Open Science: A New Paradigm for Economic Growth
Restricting access to scientific knowledge bottlenecks urgently needed innovation and global economic growth. It’s comparable to throttling internet speed or reducing global penetration.
This year’s G20 summit brought looming low economic growth into sharp focus, while G20 chief scientists reminded us that with collective ingenuity we can tackle existential threats. Powered by new scientific knowledge, we can boost prosperity by building a sustainable global economy that is climate positive and reduce inequality. The commitments they made to open knowledge sharing are a cause for optimism1.
Science has been driving modern society for nearly a century, bringing longer, healthier, and wealthier lives to billions of people. Global spending on research and development has grown sixty-fold to $2.4 trillion over the last half century. Accounting for inflation, this represents three figure percentage annual growth2.
Even though the knowledge economy is the basis of our prosperity and well-being, few know that our science is locked up. Of the four million scientific papers published every year3, only a small fraction of scientists in the world have access to all the knowledge. Compared with internet penetration of around 66%4, the penetration of all scientific knowledge is less than 0.00125% of the world population. It is not globally shared, nor free to read, nor open to all. We are missing out on a vast publicly funded resource at a time when innovation, economic growth, and reducing inequality is more important than ever. It is also bad for business. The knowledge economy is failing to tap into the world’s largest market for ideas.

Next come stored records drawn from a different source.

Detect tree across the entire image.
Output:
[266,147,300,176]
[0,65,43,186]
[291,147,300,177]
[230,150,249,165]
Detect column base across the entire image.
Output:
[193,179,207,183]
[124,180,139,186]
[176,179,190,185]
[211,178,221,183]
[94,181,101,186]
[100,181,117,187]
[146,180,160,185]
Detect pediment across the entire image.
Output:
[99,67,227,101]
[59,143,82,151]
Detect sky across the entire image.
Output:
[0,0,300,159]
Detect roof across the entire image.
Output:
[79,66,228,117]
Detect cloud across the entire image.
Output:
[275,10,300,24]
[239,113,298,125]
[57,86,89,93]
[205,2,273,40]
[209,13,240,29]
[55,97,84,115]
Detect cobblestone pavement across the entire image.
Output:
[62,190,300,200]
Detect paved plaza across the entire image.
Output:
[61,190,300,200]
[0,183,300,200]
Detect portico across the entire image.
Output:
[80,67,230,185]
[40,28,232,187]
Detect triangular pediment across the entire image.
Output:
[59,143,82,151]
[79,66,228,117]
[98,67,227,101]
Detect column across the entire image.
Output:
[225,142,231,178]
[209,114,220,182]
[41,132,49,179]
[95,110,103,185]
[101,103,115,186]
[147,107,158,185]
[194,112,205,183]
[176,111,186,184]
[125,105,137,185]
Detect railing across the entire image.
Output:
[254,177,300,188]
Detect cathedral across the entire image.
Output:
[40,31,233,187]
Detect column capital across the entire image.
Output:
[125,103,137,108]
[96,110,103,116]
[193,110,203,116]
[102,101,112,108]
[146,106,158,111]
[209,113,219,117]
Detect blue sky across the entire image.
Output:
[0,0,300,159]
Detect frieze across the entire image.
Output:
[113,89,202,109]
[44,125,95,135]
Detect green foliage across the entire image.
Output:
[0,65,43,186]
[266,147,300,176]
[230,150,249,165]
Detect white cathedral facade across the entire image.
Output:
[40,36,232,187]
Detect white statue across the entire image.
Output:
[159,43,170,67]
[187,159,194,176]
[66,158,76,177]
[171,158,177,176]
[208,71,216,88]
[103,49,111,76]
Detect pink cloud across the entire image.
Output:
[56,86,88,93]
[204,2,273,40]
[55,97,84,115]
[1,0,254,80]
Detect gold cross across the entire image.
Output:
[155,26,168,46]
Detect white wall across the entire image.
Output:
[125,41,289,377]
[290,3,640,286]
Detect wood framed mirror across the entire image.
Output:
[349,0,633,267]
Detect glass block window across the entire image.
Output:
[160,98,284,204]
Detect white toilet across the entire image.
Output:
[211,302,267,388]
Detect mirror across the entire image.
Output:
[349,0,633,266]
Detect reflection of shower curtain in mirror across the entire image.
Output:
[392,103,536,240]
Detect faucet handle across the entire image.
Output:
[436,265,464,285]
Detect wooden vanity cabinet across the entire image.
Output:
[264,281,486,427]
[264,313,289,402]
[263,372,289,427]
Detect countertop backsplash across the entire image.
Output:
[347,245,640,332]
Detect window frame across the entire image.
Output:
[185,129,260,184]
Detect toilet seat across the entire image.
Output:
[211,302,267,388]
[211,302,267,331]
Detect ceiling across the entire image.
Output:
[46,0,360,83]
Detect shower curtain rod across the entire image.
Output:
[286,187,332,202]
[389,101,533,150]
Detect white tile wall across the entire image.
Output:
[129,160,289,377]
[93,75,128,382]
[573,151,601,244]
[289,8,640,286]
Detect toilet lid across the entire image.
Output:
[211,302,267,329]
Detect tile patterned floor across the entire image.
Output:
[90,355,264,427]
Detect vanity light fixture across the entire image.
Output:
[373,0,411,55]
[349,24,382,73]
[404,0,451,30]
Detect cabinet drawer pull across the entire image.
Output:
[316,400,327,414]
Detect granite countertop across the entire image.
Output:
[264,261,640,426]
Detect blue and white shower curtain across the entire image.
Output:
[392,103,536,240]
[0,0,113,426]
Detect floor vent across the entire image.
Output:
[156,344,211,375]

Science produces the solutions we need for sustainable growth – from the battery technology that will drive the clean energy transition to the gene editing that will extend crop yields for a growing population on less land, and from green concrete and steel manufacturing to the next generation of fertilisers that can restore our soils.
Business can demand that governments open this market. Open science is just a single policy away. It is funded with public money, it belongs to society and it benefits businesses. Publishers can adapt, become more innovative, and deliver better services. Only open science can spur innovation at the scale and speed required, while increasing return on investment, reducing risk, and amplifying social impact.
There are shining examples. The Human Genome Project, from a $5.4 billion federal investment gave rise to a new $1 trillion economy5 within 20 years. In the pandemic, the genome sequence for coronavirus was made publicly available and, in an unprecedented move, all academic publishers made all research on the virus publicly accessible6. The result was vaccines and treatments produced faster than any time in history, saving an estimated 20 million lives7. The U.S. alone saved $1.15 trillion in medical costs8. In both cases, open science taught us that when we make science open globally, we start a chain reaction: driving competition, spurring innovation, mobilizing investments, and improving lives.
In the thirty years since Nobel Prize winning economist Paul Romer advanced his now famous proposition that ideas scale success and drive economic growth9, science has generated stunning breakthroughs – from the World Wide Web to cancer vaccines, and from the rapidly growing market for genomic, personalized medicine to large language models driven by AI.
We are merely scratching the surface. More than half of the research generated in the past 50 years is locked up behind paywalls and inaccessible to other researchers, innovators, policy makers, and the public. Our planet and our economies cannot wait. We need quality research published at scale to give us a fighting chance.
In the analysis of the European Commission, merely sharing the data behind new research openly would save European taxpayers €10 billion a year. According to the Organization for Economic Co-operation and Development (OECD), fully open science reduces duplication, increases productivity, fosters greater innovation, and grows consumer choice10. Imagine the open science benefits for industrial manufacturers, innovators, medical professionals, and burgeoning startups. How many small and medium enterprises failed because they could not afford to access the latest discoveries?
Transparent and open science builds trust in science. A lack of public trust in science can hinder the development of life-saving vaccines, medicines, solutions for a greener world and limit economic growth.
Patent applications have tripled in the last thirty years, but we need a boost to address the global challenges of our time. We must reduce carbon emissions to 45% by 203011, just 7 years from now, or we face driving the planet to a tipping point.
“At Frontiers, we want to see all science opened, so that scientists can collaborate better and innovate faster, for fairer outcomes in all societies and an economy that works for all. That is our social purpose as a business. If we are to steer our planet and our global economy into a sustainable future in time, we cannot leave the world’s largest market of new scientific knowledge untapped.” Dr Kamila Markram, CEO of Frontiers.